XHHPC-FM
- Hidalgo del Parral, Chihuahua; Mexico;
- Frequency: 100.1 FM
- Branding: Mágica

Programming
- Format: Romantic

Ownership
- Owner: Grupo Radiorama; (Plataforma en Difusión, S.A. de C.V.);

History
- First air date: AM: April 7, 1997 (concession)
- Call sign meaning: Hidalgo del Parral Chihuahua

Technical information
- Licensing authority: CRT
- Class: B1
- ERP: 10 kW
- HAAT: 193.11 m (633.6 ft)
- Transmitter coordinates: 26°57′16.92″N 105°41′25.36″W﻿ / ﻿26.9547000°N 105.6903778°W

Links
- Webcast: Listen live
- Website: radiorama.mx

= XHHPC-FM =

Radio station in Hidalgo del Parral, Chihuahua, Mexico

XHHPC-FM is a radio station on 100.1 FM in Hidalgo del Parral, Chihuahua, Mexico.
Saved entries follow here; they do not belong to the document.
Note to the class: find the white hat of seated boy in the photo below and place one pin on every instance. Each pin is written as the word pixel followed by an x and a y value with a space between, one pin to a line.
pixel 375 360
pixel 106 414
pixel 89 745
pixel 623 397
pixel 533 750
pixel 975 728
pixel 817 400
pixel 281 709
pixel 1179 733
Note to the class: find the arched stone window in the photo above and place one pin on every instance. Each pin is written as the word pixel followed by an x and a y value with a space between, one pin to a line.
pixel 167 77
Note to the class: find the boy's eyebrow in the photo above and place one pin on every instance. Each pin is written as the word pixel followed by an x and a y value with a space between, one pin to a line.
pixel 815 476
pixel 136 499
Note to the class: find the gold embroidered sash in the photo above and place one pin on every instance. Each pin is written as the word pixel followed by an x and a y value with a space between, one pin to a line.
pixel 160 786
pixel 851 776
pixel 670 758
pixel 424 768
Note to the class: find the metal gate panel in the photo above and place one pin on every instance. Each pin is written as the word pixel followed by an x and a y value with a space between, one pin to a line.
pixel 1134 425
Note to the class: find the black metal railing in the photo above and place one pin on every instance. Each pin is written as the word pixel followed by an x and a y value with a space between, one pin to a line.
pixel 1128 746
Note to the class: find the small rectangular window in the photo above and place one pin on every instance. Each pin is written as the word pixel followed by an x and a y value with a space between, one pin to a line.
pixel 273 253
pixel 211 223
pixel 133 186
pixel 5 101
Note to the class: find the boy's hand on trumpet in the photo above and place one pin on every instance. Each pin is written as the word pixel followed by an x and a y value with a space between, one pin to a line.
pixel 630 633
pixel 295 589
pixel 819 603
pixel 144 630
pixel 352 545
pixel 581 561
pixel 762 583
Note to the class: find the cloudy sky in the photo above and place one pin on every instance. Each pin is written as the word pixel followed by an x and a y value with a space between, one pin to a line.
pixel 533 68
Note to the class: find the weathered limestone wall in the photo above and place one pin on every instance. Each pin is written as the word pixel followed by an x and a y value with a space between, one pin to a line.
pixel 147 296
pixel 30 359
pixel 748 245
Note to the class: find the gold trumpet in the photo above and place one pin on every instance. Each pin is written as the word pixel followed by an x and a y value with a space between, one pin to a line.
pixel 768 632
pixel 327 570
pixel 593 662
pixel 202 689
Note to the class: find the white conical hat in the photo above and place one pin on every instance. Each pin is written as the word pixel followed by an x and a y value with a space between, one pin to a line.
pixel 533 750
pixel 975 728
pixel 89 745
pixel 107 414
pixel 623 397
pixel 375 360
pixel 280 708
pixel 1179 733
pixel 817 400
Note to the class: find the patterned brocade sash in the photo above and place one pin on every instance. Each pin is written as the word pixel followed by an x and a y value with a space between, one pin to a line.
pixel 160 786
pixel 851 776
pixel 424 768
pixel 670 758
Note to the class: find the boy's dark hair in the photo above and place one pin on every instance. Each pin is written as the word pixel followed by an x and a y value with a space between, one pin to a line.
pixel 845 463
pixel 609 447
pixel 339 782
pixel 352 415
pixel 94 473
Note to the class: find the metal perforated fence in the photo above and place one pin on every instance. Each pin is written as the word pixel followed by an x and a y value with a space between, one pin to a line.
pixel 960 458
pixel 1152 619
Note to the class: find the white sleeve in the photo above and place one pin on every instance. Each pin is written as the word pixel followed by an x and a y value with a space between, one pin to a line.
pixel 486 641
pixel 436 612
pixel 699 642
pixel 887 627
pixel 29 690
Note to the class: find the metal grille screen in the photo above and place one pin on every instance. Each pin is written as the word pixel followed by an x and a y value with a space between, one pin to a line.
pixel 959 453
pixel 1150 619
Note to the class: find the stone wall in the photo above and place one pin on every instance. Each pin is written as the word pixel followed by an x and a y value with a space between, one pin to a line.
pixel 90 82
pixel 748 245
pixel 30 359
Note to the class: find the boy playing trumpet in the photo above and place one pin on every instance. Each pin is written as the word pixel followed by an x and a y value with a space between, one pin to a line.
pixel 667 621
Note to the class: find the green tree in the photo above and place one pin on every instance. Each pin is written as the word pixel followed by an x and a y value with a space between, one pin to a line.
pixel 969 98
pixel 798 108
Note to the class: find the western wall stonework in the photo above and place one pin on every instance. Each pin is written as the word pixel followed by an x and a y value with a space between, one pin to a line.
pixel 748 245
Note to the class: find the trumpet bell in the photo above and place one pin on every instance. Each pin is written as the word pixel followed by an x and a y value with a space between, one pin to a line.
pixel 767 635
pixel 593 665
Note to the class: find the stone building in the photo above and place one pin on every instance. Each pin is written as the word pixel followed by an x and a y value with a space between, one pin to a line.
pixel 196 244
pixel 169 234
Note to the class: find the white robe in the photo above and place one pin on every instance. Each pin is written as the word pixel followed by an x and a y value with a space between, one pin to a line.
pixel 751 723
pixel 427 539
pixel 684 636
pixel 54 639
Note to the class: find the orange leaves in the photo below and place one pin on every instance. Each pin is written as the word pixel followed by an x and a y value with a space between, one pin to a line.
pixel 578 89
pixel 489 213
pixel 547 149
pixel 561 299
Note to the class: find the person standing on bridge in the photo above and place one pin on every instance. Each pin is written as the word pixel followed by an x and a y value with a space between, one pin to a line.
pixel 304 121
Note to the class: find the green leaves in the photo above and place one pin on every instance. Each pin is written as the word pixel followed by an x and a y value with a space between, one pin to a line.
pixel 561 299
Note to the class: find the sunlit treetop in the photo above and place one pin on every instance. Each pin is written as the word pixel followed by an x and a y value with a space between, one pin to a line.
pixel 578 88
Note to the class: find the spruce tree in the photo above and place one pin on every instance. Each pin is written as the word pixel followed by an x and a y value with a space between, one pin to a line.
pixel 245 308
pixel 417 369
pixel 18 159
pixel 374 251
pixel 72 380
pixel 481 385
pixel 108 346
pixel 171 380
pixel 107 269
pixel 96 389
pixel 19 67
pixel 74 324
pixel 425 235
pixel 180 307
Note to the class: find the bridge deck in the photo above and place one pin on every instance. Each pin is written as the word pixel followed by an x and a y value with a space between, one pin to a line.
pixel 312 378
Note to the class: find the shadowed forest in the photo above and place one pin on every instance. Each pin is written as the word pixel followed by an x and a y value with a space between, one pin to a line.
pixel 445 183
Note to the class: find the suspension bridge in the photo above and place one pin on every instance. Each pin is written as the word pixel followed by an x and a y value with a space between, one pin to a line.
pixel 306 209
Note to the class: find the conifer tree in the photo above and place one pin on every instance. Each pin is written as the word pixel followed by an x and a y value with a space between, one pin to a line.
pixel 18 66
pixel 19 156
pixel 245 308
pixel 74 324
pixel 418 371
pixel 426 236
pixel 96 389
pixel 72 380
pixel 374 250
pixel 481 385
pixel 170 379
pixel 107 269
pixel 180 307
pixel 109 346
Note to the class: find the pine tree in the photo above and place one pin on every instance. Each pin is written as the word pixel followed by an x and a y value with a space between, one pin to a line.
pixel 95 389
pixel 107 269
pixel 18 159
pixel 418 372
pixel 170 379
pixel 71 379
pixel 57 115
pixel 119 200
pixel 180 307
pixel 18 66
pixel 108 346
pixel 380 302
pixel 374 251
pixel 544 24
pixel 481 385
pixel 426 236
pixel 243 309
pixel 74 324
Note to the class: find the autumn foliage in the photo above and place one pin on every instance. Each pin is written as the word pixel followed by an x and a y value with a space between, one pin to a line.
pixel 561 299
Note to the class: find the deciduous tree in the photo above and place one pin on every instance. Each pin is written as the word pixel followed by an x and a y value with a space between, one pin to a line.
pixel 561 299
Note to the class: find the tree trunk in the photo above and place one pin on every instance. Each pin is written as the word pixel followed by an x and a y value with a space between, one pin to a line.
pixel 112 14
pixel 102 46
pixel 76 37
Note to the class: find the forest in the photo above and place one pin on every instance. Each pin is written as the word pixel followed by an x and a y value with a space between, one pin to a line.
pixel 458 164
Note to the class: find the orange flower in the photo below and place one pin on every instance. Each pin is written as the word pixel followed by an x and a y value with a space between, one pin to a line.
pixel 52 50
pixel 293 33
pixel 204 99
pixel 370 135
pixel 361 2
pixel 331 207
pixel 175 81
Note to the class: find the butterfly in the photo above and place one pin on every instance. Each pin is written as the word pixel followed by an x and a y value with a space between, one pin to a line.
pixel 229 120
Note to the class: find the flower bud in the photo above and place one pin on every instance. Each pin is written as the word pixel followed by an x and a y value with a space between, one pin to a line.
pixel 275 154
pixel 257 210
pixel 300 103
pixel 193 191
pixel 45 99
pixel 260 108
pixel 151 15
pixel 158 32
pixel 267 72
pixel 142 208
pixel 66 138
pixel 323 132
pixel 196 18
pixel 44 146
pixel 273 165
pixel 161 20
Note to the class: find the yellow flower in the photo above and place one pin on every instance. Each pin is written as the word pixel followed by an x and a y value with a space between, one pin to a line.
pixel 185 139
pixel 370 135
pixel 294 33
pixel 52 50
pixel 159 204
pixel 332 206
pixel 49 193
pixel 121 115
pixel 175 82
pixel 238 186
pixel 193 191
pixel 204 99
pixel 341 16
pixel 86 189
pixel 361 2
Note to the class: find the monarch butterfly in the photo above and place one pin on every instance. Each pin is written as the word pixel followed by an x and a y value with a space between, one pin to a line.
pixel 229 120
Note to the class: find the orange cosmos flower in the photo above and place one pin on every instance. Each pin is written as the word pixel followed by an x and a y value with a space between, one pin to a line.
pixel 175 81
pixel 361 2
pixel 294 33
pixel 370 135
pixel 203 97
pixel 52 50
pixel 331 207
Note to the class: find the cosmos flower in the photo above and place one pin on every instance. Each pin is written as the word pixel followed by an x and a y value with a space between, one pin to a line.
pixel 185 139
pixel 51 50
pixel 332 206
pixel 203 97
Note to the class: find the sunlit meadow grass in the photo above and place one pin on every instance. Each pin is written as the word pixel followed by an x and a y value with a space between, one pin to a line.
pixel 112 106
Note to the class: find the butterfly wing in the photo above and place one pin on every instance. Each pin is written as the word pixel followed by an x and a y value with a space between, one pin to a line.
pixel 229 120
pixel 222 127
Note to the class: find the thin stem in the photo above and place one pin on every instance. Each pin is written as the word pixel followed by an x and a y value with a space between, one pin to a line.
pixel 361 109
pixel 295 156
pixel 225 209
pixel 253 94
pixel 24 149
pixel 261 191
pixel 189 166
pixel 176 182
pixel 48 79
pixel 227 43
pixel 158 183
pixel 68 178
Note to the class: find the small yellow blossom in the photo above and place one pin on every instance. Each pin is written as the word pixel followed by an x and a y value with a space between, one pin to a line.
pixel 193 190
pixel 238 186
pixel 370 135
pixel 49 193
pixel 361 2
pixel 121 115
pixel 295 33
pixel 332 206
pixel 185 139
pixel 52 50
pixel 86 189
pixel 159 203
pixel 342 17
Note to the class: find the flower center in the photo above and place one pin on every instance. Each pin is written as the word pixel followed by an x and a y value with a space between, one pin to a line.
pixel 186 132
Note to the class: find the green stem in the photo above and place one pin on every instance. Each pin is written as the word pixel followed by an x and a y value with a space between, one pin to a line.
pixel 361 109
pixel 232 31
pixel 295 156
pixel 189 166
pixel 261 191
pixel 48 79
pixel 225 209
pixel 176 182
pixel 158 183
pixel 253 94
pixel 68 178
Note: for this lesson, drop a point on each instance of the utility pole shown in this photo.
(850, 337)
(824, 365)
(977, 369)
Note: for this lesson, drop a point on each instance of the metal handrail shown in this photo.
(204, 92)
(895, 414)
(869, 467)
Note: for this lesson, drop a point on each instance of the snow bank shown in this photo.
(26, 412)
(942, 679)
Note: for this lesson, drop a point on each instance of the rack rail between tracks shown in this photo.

It is owned by Grupo Radiorama and carries its Mágica romantic format.

==History==
XEHPC-AM 1490 received its concession on April 7, 1997. It was owned by Radiorama subsidiary Comunicación y Cultura, S.A. XEHPC moved to 1000 kHz within a decade signing on, which allowed it to boost its nighttime power from 100 watts to 500.

XEHPC received approval to migrate to FM in 2011. In 2015, its facilities moved to Cerro El Ángulo and the station decreased power from 25 kW to 10.